Pour Dr. Oumar Senou, la RNA est une pratique qui permet d’enrichir les parcs agroforestiers en termes de diversité mais aussi d’augmenter le nombre de pieds d’espèces ligneuses. Elle s’effectue soit par ensemencement des champs avec des espèces choisies ou par l’entretien de la régénération naturelle. Par ailleurs, certaines dispositions concourent à favoriser la régénération naturelle. Ainsi le labour à sec (avant la saison des pluies) et le labour de fin de cycle sont importants. Le séjour des animaux dans les champs aussi car, leurs déjections contiennent des graines prétraitées dans leur appareil digestif dont le taux de germination est très élevé. La dissémination des semences par l’action du vent et des oiseaux est un facteur positif aussi. Mais surtout il faut épargner les jeunes pousses lors des labours.
Quels sont les avantages de la RNA ?
Selon Dr. Oumar Senou, la RNA a des avantages environnementaux, socio-économiques, et même culturels. Tout d’abord, elle permet de reconstituer le couvert végétal en luttant contre la déforestation. Ce faisant, elle augmente la fertilité du sol et contribue à la hausse de la productivité agricole. Elle lutte contre la famine et la pauvreté par la mise à disposition de produits forestiers ligneux (bois de service et bois de feu) et non ligneux (fruits, biomasse médicinale, fourrage, gomme, huile, etc.). Ainsi la RNA accroît véritablement les revenus des paysans. Elle aide aussi à la préservation de sites sacrés et de certaines coutumes.
Dr. Oumar Senou relève qu’à l’IER, dans le cadre des activités du projet jachère, la superficie totale ayant été enrichie par la RNA par 6 paysans collaborateurs dans le cercle de Bankass pendant une campagne s’élevait à 15,62 ha. Les paysans de la commune rurale de Tori ont enrichi 9,6 ha soit en moyenne 3,2 ha par paysan et ceux de Diallassagou 6,02 ha soit 2,0 ha par paysan (Yossi et al. 2005). Dr. Oumar Senou ajoute qu’en 2011, dans les cercles de Bla, San, Yorosso etTominian, le Programme Ressources Forestières a installé des parcelles vitrine de RNA dans les exploitations agricoles paysannes.
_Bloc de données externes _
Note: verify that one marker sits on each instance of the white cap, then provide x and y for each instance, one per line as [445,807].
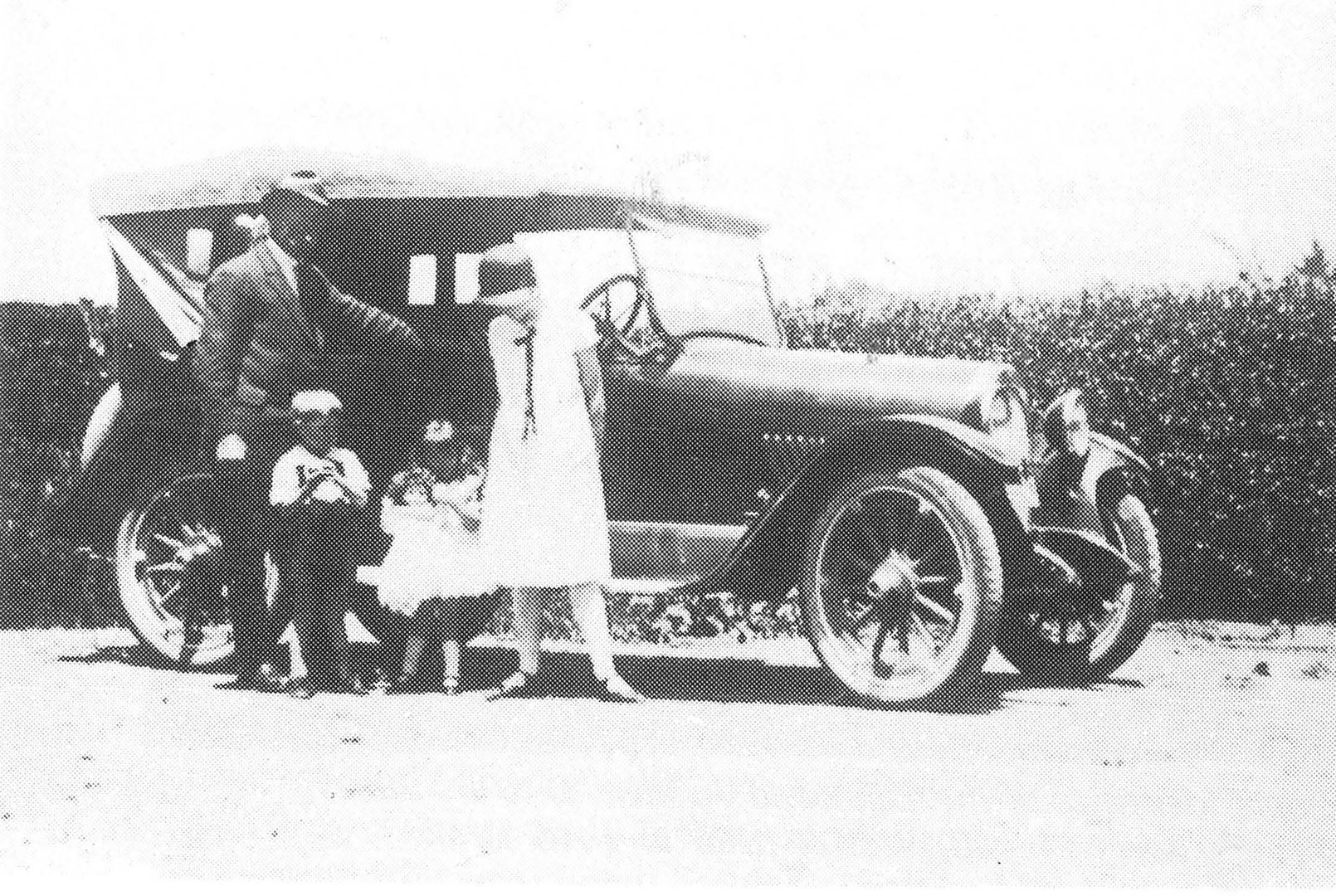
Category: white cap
[315,400]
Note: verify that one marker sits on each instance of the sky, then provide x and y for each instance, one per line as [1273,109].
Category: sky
[924,147]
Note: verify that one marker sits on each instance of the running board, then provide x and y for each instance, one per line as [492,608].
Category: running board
[652,557]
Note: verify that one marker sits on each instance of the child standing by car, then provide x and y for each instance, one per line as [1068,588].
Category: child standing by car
[318,493]
[433,572]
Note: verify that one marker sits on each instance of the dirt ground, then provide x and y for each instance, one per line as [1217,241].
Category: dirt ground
[1211,760]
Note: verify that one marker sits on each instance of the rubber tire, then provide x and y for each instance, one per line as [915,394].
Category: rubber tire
[147,622]
[1041,660]
[968,523]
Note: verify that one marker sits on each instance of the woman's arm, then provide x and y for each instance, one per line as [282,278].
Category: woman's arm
[591,379]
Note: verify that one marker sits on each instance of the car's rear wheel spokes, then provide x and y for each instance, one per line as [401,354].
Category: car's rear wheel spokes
[917,616]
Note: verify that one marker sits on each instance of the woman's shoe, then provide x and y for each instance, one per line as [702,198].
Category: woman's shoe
[407,685]
[617,690]
[521,684]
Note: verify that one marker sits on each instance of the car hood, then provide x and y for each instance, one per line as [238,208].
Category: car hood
[808,390]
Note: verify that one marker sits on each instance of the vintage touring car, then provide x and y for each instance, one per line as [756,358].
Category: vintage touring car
[909,502]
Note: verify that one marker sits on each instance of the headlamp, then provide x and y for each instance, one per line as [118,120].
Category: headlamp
[1003,418]
[1066,425]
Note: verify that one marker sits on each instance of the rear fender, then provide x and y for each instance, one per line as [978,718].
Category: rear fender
[773,547]
[131,448]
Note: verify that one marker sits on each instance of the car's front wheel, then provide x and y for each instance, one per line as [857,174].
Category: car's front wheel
[902,581]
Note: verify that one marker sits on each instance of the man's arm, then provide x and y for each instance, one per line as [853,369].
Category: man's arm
[354,324]
[226,331]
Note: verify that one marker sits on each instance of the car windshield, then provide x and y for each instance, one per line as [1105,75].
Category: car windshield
[707,280]
[699,280]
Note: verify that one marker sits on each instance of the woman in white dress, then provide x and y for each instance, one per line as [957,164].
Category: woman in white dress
[544,519]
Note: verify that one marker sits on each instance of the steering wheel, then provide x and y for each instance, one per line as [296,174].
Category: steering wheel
[620,331]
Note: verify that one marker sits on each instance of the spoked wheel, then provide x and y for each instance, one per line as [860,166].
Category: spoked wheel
[1086,631]
[900,588]
[159,548]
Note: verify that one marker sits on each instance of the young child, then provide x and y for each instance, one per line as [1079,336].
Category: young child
[318,493]
[432,572]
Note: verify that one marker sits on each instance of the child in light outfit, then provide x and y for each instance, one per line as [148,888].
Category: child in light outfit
[432,572]
[318,493]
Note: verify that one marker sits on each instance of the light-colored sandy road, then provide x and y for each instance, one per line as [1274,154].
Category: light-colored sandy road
[1191,771]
Toutefois certaines ONG sont aussi très impliquées dans les cercles de Bandiagara, Bankass et Koro, où les paysans pratiquent actuellement la RNA intensive. Mais, il convient de noter que malgré les avantages de la RNA, son adoption par les paysans demeure faible sur l’ensemble du Sahel.
D’après un rapport, les forêts perdent environ 4,7 % de leurs surfaces au détriment des superficies cultivées par an. Cela est dû au fait que les cultivateurs abandonnent leurs champs dont les sols ont été appauvris pour de nouvelles terres. Pendant leur implantation, ils défrichent et coupent tous les arbres qui peuvent créer de l’ombre à leurs plantes agricoles. Or, la déforestation amplifie les effets du dérèglement climatique. Ainsi pour un pays comme la Mali où les rendements agricoles sont tributaires des aléas climatiques, la RNA peut être la solution. Au-delà de son faible coût opérationnel, elle permet de lutter contre la dégradation des terres. Elle permet aussi d’accroitre, la sécurité alimentaire et les revenus des paysans, d’augmenter durablement la productivité agricole, de renforcer la résilience des systèmes de production au changement climatique et de réduire les gaz à effet de serre.